Я сказал, что подумаю.

И только на улице, спрятавшись за какой-то выступ театра, почувствовал боль позора, ясно увидев себя за пишущей машинкой, окруженным актерами, которые, смеясь, говорят обо мне как о разоблаченном и наказанном авантюристе.

13

Но моему унижению не пришлось сбыться. В тот день, когда я решал отказаться ли от предложения директора или смиренно сесть за пишущую машинку, - приехал Шер. Все в нем было необыкновенно - от прически, изобличавшей весьма кокетливый взгляд на вещи, до новой манеры внушительно морщить брови.

- Вы собираетесь? - спросил он меня, вместо того чтобы ответить, зачем он явился.

- Куда?

- Домой.

- Куда - домой?

Он глянул на меня с презрением и потеребил волосы.

- Я завтра уезжаю на родину, в Польшу. Я приехал проститься с вами.

- Как уезжаете?

- Ах, вон что! - воскликнул Шер. - Значит, ваш директор ничего вам не сказал?

- О чем?

- Ему нужен ваш труд, больше ничего. Ему не хочется вас отпускать, без вас развалится вся его опера.

- Да, - сказал я, - что говорить, без меня его опере действительно будет туговато... Но бросьте играть в жмурки. О чем идет разговор?

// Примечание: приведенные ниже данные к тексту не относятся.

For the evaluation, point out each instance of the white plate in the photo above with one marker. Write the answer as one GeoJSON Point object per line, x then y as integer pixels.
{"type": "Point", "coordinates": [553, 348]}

- Вас обменивают на пленных немцев, - надуваясь, произнес Шер, - вы можете ехать домой.

Я уставился на него, онемелый. В одно мгновенье мне сделалась понятна его внешность: он основательно готовился поразить меня сенсацией, и этот расчет оправдывался, к его удовольствию. Я долго не мог ничего сказать. Год за годом, с часу на час я ожидал этого известия, и вот теперь, когда оно пришло, чувствовал вместо радости испуг перед тем, что ее не было. На секунду мне захотелось, чтобы Шер разоблачил себя, как шутник, но я тотчас оскорбился возможностью подобной шутки и ясно увидел, что для шуток Шер был слишком напыщен. Наконец я спросил:

- Откуда вы узнали эту новость?

- Мы с вами в одном военном округе. Нас отпускают всех. Химик уже уехал. Он велел сказать, что бутылку шампанского, которую вам проспорил, он отдаст в России, когда вы возвратитесь.

- Об одной бутылке он тихо забыл, - сказал я, - другую помнит, наверно, из ложного стыда. А напрасно. Экономить - так до конца. Если бы химик был еще скупее, мы не держали бы никакого пари. И я не болтался бы по театрам, а может, трещал бы на пишущей машинке любо-дорого.

- Странный вы человек, - вздохнул Шер. - Если бы мне так везло в опере, как вам! Я слышал - вы пели в "Мейстерзингерах", говорят - здорово.

- Как же. Я потом сразу получил новые предложения...

- Вы вообще счастливец. Кого я ни встречал из актеров - все велят вам кланяться. Лисси прислала со мной письмо.

Шер достал бумажник, набитый чепухою, и с трудом откопал маленькую записку.

"Обезьяна,- писала Лисси, - если бы от меня зависел этот глупый обмен пленными, я не отдала бы тебя за дюжину немцев, не говоря об австрийцах, хотя ты слишком пренебрег мною. Но я не сержусь на тебя, потому что ты был занят. Я тебя сохраню в памяти моего сердца рядом со всем, что помню о твоей чудесной матушке-России. Неужели ты поедешь еще дальше Варшавы? Прощай, мой милый верблюд, ты был хорошим коллегой и простым малым. Когда кончится ваша революция, пришли мне икры-малосоль.